In theory, the verbosity in programming languages shouldn't affect the programmer much since it takes longer to think out the program than it does to type the program on the keyboard.

In theory, the amount of finger strains (such as alt-key, shift-key, and other hard to stretch keyboard zones) in programming languages shouldn't affect the programmer much since it takes longer to think out the program than it does to type the program on the keyboard.

In practice, the verbosity and finger strain effect from a programming language detour a programmer from doing work and too much verbosity can obfuscate the source code.

In modern Pascal, Ansistrings are a terse way of saying this:

  string1 CONCATENATE--> string2 CONCATENATE--> string3 CONCATENATE--> string4
If we replace CONCATENATE with the plus sign
  string1 + string2 + string3 + string4
In theory, one could argue that having to type CONCATENATE--> will not affect the programmer since most of the coding he does is in his mind, and that the keyboard plays a very small role in the end result of a program.

In practice, humans have hormones and chemicals in their bodies which do not enjoy extra effort if there is a cleaner and more precise way.

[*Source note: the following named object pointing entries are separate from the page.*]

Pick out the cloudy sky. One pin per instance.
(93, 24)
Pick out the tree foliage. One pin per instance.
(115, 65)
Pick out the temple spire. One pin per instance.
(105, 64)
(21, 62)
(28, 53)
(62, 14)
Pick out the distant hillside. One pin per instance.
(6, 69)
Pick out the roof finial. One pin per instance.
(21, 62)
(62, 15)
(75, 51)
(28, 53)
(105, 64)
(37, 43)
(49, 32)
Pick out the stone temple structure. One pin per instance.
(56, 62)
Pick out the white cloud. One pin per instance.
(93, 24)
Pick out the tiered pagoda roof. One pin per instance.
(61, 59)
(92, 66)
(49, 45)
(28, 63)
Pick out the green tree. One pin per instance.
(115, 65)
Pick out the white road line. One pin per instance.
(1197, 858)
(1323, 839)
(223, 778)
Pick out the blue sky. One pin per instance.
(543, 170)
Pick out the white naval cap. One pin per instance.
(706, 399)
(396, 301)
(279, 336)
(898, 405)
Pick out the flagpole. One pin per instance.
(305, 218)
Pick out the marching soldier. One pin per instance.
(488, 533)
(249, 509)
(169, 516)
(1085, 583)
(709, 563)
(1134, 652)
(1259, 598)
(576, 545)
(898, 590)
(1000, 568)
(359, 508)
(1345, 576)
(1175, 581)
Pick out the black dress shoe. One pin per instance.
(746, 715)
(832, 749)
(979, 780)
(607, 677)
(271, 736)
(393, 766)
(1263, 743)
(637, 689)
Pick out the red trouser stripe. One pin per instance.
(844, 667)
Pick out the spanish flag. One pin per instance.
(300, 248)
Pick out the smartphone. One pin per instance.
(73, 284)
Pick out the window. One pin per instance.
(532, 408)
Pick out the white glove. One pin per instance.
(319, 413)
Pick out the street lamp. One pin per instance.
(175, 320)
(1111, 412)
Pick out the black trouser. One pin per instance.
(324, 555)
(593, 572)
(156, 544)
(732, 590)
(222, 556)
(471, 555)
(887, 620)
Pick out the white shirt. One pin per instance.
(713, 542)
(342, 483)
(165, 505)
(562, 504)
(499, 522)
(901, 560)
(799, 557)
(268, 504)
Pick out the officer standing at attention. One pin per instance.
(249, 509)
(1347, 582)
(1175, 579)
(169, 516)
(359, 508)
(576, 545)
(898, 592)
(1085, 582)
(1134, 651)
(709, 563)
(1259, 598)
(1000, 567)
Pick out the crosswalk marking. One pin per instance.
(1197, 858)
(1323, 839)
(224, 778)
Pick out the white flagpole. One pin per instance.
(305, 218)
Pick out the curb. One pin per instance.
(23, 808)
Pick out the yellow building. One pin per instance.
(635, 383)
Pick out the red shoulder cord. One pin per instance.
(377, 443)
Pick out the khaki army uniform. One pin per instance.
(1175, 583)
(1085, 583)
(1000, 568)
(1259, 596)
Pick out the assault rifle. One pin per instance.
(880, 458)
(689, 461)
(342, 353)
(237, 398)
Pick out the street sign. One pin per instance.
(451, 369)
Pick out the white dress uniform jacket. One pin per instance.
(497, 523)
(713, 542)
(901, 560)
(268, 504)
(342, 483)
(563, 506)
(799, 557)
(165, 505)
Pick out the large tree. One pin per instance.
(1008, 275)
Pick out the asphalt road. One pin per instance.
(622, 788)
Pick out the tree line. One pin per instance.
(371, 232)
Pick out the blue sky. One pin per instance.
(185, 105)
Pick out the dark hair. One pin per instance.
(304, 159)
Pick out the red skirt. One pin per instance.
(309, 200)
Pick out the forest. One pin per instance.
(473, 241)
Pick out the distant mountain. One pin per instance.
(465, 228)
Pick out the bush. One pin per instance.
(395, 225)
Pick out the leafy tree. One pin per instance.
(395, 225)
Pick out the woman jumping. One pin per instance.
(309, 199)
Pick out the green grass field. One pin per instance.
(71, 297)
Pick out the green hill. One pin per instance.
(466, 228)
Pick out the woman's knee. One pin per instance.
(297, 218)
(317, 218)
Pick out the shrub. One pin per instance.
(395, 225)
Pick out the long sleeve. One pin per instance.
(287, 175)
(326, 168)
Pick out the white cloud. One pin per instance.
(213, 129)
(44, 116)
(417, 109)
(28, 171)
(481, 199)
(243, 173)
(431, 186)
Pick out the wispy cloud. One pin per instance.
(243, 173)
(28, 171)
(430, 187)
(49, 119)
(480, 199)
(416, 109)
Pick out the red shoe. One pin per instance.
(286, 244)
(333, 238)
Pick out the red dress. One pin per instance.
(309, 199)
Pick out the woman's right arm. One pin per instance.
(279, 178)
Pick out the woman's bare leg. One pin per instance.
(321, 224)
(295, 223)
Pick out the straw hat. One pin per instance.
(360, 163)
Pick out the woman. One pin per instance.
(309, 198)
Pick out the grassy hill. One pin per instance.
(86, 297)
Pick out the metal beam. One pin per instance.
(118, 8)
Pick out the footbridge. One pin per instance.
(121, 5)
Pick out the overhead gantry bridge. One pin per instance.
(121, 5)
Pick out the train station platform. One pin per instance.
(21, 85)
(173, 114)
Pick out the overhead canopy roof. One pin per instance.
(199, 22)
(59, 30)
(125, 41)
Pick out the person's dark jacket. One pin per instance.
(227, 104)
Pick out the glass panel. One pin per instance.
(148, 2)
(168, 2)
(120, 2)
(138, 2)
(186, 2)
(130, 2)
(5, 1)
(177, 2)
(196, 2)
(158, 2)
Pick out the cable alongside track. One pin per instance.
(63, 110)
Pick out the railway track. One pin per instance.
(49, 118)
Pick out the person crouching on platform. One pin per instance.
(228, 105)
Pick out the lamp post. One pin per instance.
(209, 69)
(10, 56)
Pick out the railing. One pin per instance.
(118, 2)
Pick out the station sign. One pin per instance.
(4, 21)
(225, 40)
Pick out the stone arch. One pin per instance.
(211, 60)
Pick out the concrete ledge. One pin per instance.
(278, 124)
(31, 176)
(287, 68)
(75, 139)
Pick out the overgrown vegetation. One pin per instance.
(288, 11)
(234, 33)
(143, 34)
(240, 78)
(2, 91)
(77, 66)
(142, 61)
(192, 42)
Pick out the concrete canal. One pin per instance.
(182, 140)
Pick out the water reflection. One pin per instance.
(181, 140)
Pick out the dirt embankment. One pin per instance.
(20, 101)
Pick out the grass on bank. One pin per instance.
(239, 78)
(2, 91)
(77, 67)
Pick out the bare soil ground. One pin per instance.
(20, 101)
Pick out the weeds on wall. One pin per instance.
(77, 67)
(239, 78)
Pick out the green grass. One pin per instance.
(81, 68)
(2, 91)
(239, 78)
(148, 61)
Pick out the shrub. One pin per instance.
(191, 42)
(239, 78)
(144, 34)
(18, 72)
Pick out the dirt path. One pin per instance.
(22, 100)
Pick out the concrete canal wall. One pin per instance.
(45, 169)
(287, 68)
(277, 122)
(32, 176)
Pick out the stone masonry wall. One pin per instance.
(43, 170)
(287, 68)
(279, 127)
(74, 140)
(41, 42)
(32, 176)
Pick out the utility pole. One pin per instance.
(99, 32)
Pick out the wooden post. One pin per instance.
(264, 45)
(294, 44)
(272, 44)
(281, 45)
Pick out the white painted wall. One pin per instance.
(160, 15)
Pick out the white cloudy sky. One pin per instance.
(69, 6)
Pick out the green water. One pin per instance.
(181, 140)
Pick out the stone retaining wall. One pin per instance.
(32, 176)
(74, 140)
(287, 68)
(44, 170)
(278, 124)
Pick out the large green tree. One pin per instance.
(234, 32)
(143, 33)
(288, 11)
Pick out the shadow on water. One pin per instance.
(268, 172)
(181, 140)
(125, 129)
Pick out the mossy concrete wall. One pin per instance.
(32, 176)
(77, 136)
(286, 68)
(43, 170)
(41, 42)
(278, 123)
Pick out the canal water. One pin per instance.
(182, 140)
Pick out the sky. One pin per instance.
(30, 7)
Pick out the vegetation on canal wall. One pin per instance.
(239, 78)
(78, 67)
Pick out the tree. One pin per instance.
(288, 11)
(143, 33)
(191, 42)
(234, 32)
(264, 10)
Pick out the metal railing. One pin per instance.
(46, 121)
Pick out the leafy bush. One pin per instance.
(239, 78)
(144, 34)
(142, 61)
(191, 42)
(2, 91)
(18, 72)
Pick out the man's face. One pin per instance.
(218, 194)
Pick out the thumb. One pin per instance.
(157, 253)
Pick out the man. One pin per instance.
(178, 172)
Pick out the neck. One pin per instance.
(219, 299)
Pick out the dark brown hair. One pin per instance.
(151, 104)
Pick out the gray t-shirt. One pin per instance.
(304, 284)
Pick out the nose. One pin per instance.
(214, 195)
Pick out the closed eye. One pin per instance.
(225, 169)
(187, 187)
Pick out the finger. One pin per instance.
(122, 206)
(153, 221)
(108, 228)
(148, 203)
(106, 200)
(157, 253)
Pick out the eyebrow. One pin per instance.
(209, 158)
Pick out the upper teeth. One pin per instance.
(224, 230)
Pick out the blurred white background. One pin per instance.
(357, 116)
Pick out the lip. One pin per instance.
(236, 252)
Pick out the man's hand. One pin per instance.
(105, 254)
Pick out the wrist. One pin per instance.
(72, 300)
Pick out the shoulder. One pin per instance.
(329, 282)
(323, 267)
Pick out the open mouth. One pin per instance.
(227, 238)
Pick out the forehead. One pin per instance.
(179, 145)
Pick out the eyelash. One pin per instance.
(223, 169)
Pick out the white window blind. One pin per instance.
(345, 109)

For example, why would you go to the store 3 times in one day, if you could go once? In theory, going to the store three times may give you a chance to meet more people and see more of the store from a different perspective. In practice, it isn't going to happen for several reasons:

  • you'd feel awkward visiting the store three times (but why? who is going to hurt you if you go three times?)
  • you'd feel it was a waste of time to go three times instead of once (but why? there are 24 hours in a day and you may discover something new at the store if you make extra trips)
  • you feel don't have the energy to go to the store three times (humans have much more energy than what we think, but what we feel plays a big role in our life)

If you had to drink a glass of juice or milk with chopsticks (you couldn't gulp it down) you could eventually do it, but you would be annoyed of the time it took. It won't take that much more energy to drink juice or milk with chopsticks, since moving chopsticks into a glass isn't that hard. Why do people choose to sip or gulp down milk or juice? It will take a bit extra time to drink the milk or juice with chopsticks.. but it will allow you to digest the milk slower and lose weight. But people won't do it, because it is annoying. Even if it makes sense to drink milk and juice with chopsticks for weight reasons, people will not do it.

In programming languages, it becomes a trade off. Many people deny that verbosity and shift key strain affect the programmer - but since we "feel" and have sense for "aesthetics", the reality is the verbosity and shift key strain does matter.

Try typing like this for 10 minutes:

   ThIs iS a TeSt tO sEE iF ShIfT KeY EvEnTuAlLy bEcOmes AnNoYING afTeR a WhILe.
 
Humans have a sense of "annoyance" in their brains. Even if in theory the above didn't take that much more energy to type than using no shift keys, what humans feel in practice is much different.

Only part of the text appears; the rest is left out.